With all of the deep, rich colors in Vivien Sin’s painting, I want to make sure they remain consistent across editing multiple files and also that I have a white balance that is set based on the most neutral target possible for color fidelity.
You can use a color checker card just as a reference and white balance corrector without any further calibration. However, its performance is maximized when you calibrate your monitor and printer and create custom profiles using free plug ins with your editing software.
To start, take a sample of a neutral color or shade. I used the gray square second to the left next to 100% white.
I have the X-Rite free ColorChecker Passport software installed in my Lightroom. You don’t have to have this to get a read on color accuracy but it allows you to create custom profiles under different lighting conditions and quickly apply those profiles to images in an entire collection for consistency. This was done by taking a picture of the color card in the same environment as Vivien’s painting, adjusting my white balance around a neutral gray on the card, and saving it as a profile (exactly how to do this varies with your editing software and X-Rite has instructions for each of them).
Instead of relying on one of my camera’s profiles, or Adobe Standard, I can use a profile that is built around colors as they should be viewed objectively given the environment it was shot in, custom-named so that I can remember what I shot with to create it.
The difference might not be obvious but notice the reds in the lower corner. Adobe Standard rendered them slightly more orange than they should be. It’s a subtle change for the extra work but if you remember to take just 1 shot with a color card it gives you the option to fine tune colors and white balance later. This is important for not only copy work but for real estate shooting as well, where interior paint colors might be very important to the person you are shooting for.
Copy Work Shooting Basics
If you are starting out with shooting anything reflective, especially artwork, remember:
- The Angle of Incidence = Angle of Reflection
- If the flash is within 90º of the reflective surface, it is likely to give off glare. Place your lights obtusely and sometimes even as far as parallel to either side of a painting.

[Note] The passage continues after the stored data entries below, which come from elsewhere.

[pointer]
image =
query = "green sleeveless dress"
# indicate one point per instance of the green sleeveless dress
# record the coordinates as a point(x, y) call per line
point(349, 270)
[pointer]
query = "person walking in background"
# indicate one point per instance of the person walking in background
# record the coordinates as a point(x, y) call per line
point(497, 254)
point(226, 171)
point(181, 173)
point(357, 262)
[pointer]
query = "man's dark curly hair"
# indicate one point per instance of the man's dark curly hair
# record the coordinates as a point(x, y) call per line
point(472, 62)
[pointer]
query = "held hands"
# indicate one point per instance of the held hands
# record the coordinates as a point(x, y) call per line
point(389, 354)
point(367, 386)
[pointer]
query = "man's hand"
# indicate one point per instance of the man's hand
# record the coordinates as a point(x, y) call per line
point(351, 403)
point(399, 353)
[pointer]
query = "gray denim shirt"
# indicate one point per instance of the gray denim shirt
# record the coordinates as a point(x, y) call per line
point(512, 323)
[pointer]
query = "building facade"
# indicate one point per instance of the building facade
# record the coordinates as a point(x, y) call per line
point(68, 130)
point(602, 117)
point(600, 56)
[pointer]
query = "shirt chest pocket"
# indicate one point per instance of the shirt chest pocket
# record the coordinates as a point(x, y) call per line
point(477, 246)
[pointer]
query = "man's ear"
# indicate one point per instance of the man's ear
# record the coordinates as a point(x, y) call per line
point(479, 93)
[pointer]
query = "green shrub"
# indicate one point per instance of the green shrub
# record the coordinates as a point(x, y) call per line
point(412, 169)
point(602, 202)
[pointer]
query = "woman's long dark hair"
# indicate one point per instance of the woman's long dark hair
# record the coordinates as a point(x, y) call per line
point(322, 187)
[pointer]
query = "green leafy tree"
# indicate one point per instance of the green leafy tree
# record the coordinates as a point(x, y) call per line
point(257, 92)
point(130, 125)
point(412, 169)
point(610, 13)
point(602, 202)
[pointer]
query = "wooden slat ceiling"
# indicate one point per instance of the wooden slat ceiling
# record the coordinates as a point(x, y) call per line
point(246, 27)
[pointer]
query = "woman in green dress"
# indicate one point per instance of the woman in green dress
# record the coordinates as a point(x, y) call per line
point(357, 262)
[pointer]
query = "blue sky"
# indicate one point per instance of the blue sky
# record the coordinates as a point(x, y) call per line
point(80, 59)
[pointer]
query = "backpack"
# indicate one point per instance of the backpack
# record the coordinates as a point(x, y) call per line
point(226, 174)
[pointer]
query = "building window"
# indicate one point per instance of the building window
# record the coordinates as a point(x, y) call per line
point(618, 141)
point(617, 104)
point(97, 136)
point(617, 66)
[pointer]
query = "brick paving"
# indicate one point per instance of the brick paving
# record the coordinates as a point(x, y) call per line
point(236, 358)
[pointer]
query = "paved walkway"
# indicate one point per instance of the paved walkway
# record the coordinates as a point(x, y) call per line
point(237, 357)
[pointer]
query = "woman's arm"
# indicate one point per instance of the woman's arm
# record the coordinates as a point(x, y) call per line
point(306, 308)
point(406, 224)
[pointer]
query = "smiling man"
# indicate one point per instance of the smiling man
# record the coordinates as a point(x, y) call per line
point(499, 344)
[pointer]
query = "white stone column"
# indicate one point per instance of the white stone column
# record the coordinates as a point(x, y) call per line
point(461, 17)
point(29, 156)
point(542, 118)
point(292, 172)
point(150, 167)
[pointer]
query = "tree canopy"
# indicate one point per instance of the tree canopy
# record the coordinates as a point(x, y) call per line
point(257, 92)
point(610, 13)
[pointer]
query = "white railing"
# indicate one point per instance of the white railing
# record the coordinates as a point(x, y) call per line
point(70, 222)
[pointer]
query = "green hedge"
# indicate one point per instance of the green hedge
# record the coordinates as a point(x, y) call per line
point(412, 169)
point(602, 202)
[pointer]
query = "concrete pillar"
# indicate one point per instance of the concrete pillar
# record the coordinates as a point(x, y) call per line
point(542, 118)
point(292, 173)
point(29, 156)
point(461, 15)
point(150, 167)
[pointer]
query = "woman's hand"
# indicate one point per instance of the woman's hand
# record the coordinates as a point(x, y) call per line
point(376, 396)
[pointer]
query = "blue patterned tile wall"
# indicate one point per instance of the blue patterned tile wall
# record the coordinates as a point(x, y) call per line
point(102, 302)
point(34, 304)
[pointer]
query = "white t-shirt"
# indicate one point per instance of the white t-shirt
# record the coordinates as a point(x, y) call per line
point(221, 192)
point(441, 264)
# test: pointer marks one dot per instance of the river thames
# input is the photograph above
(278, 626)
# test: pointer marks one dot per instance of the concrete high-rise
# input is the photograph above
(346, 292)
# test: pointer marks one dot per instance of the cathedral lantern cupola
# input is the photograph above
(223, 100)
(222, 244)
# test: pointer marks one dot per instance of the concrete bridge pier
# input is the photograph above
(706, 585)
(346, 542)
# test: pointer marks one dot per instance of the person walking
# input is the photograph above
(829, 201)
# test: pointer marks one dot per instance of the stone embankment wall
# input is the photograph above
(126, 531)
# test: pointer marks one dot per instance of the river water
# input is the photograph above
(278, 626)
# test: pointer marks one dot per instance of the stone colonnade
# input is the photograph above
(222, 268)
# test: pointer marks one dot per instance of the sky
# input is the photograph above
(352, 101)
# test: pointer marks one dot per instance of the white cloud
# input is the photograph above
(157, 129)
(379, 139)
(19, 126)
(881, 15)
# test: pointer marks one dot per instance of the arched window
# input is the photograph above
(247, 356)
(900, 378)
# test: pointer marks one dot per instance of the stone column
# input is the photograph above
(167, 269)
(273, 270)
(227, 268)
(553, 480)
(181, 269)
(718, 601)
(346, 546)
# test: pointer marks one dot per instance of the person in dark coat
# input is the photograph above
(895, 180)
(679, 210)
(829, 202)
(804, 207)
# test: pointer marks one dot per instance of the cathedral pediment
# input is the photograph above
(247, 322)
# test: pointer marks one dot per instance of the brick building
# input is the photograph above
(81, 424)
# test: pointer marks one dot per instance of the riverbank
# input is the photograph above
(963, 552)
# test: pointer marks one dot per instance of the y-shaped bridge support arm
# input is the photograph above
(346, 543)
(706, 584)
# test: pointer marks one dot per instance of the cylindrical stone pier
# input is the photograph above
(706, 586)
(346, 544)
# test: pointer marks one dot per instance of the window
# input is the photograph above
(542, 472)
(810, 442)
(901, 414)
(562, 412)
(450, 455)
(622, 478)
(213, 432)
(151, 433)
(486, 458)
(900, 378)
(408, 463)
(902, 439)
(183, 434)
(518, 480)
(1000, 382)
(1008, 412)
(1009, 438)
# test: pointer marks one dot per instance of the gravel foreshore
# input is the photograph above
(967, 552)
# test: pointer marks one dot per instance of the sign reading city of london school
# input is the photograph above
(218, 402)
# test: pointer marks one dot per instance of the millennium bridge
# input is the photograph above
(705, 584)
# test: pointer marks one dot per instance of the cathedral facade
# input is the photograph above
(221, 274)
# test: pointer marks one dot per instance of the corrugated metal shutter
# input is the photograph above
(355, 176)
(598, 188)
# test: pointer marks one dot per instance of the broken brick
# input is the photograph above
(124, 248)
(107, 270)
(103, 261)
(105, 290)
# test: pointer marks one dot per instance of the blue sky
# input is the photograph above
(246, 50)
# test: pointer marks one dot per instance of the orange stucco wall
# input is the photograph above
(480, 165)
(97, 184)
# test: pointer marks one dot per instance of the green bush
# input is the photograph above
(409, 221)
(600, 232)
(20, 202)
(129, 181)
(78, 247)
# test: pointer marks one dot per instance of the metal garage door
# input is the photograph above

- Raking the light in this manner will also show texture.
- Use a color checker card to verify color accuracy and white balance in post production.
Flash and Artwork Damage
The jury is still out on this but the general consensus is that a lot of stuff can affect paintings, including UV light, pollution, and temperature. Artwork can even be a danger to itself when off-gassing under tight framing. Art is exposed to flash for a short period of time during copy work and the consensus is that it’s not a problem. That said, if you’re shooting for a client, find out their comfort level for flash exposure before proceeding.
I hope these tips help you take better photographs of the various copy work items in your life, whether it’s professional artwork or personal antique photographic keepsakes.